Dieser Neigung entsprechend mag ich Park Chan-wooks Vegeance Triologie auserordentlich. Wie der Name impliziert, dreht es sich bei diesen drei Filmen (Sympathy for Mr. Vengeance 2002, Old Boy 2003, Sympathy for Lady Vengeance 2005) um Rache. Die Filme sind graphisch extrem explizit, Verstümmlungen, Vergewaltigungen und viel Blut. Aber darum schaue ich es ja nicht. Nein, ich bewundere Parks Kunst als Regisseur. Nicht nur die Cinematographie, auch der Entschluss die gesamte Trilogie in Barock Musik zu hüllen ist ein Fest --- Tarantino-mässig.
Der Erzählstil (wenn man das so nennen kann, bei Filmen) ist oft willentlich inkohärent, Enden mehrdeutig, Charaktere komplex.
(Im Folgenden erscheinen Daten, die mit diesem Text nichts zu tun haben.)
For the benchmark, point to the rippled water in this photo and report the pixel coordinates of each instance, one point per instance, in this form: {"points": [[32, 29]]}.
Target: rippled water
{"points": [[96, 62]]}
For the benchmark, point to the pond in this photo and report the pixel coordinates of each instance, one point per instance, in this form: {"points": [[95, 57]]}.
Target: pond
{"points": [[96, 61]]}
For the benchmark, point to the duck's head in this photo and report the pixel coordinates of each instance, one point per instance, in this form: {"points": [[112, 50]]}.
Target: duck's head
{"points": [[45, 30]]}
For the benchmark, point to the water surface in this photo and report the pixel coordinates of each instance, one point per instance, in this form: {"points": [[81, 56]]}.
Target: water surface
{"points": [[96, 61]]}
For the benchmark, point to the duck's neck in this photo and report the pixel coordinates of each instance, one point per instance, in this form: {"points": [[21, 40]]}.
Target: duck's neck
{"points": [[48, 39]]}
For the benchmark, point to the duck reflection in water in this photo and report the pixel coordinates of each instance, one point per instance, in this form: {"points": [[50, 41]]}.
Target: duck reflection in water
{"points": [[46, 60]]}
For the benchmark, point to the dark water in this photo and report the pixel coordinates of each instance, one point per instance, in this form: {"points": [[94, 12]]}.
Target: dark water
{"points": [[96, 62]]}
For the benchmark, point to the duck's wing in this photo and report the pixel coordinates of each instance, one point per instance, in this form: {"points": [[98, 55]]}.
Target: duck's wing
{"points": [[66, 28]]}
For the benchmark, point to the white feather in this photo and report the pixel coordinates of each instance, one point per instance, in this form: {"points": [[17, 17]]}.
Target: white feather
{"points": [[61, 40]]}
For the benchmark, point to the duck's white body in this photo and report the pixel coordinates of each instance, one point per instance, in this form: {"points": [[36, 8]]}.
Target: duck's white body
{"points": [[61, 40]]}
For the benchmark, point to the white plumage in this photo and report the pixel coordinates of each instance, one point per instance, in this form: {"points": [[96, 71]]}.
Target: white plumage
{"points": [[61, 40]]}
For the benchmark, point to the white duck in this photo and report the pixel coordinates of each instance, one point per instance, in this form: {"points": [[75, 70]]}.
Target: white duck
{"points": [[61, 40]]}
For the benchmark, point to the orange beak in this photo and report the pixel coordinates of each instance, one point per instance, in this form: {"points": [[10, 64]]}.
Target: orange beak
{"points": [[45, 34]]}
Nur das Motiv der Rache bleibt.

Mein Favorit ist Oldboy, aufgrund dem Spiel mit den Strukturen und diesem Zwist am Ende. Ich sah mir heute jedoch den letzten Teil, Sympathy for Lady Vengeance erneut an --- Grund dazu war natürlich das überraschte Erlangen der Bluray Version.

Was Lady Vengeance so besonders macht, ist der letzte Abschnitt. In diesem treffen sich 4 Familien, deren Kinder von einem Serientäter umgebracht wurden mit der Protagonistin, welche ebenfalls eine persönliche Fehde gegen diesen Serienmörder und Erpresser namens Beak hat. Herr Beak wird in einem Nebenraum festgehalten (Szene auf dem Bild unten ersichtlich).

Sympathy for Lady Vengeance, 2005

Die Familien werden nun von der Protagonistin Geum-Ja vor die Wahl gestellt, ihre Rache persönlich zu verüben, oder Beak der Polizei auszuliefern. Die Szene ist wirklich ein Meisterwerk. Eine der Familien ist offensichtlich Reich (Golduhr, geschieden), andere leben bescheiden. Ihre Diskussion wird in den Nebenraum per Mikrophon übertragen --- Beak hört also mit.

Die erste Frage welche gestellt wird, ist, ob denn Beak eigene Kinder hätte (Auge für Auge).
Als dies verneint wird, will der Reiche wissen, wofür er dann das Geld wollte, wenn nicht für seine Kinder? --- Antwort, er sparte es einfach.
In einer späteren Szene stecken sämtliche Familien ein wenig beschämt Geum-Ja ihre Kontodaten zu. Genugtuung?
Als nächstes wird an der Polizei gezweifelt, der Vorschlag wird laut, Geum-Ja soll ihn doch töten, weil sie ja bereits Straffählig sei. Es wird abgestimmt, dabei stimmen alle bis auf eine Mutter für die individuelle Rache.
Die Furcht, selbst das Ziel von Gesetzlicher Vergeltung zu werden, ist so gross, dass sie sich darauf einen Pakt zu machen, einen jeden Verräter wiederum zu Rächen.
Sie entscheiden sich dafür, dass jede Familie alleine Beak besucht --- Rache sei etwas privates.

Lady Vengeance, "Wartebank" für die Familien

Das ganze endet Blutig (man beachte den Plastik Blachen im 2. Bild, um das ganze Blut aufzusammeln). Gewisse müssen sogar davon abgehalten werden, Beak zu töten, bevor jede Familie dran kam.

Tönt Grausam, aber Parks Kunst ist es, die Sympathien des Zuschauers gezielt zu lenken. Für eine Szene lang hat man Mitleid mit Beak, und in der Nächsten bereits wünscht man ihm einen grausamen Tod. Park erzeugt ein Rachemitgefühl welches involviert. Immer wieder sehnswert!